= Cinci Hoca =

17th-century Ottoman spiritualist

Cinci Hoca (literally "hoca of jinn") is the epithet of Karabaşzade Hüseyin Efendi, a 17th-century Ottoman spiritualist whose influence on the sultan caused many problems in the empire.

== Life ==
He was born in Safranbolu (in modern province of Karabük, Turkey). According to Joseph von Hammer, he was a descendant of Sadrettin Konevi, a 13th-century Sufi. But unlike his famous ancestor, he made a name as a witch doctor and valide sultan (mother sultana) Kösem invited him to the palace to cure the unbalanced sultan Ibrahim.

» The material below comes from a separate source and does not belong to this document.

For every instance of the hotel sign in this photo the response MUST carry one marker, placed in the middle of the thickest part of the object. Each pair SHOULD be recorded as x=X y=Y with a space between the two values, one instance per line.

In 1643, Sultan Ibrahim appointed Cinci as the kadi of Galata and in 1644 as the kazasker of Anatolia (Anadolu kazaskeri) an appointment which caused a great reaction among the ulama.

==Influence==
Cinci used his increasing power to increase his wealth by accepting bribes. He was instrumental in executing the able grand vizier Kemankeş Mustafa Pasha in 1644. Seeing the end of his predecessor, the new grand vizier Semiz Mehmed Pasha became a very ineffective statesman.

==Death==
When Ibrahim was dethroned in 1648 and replaced by Mehmed IV, the new grand vizier Sofu Mehmed Pasha faced the problem of bonus salaries (culus bahşişi), the traditional salary paid to soldiers upon the enthronement of the new sultan. He confiscated Cinci's earnings and expelled Cinci to Damascus (now in Syria). But during his travel, Cinci fell ill in Mihalcık (now Karacabey in Bursa Province, Turkey). While staying in Mihalcık, he criticised the grand vizier and consequently he was executed.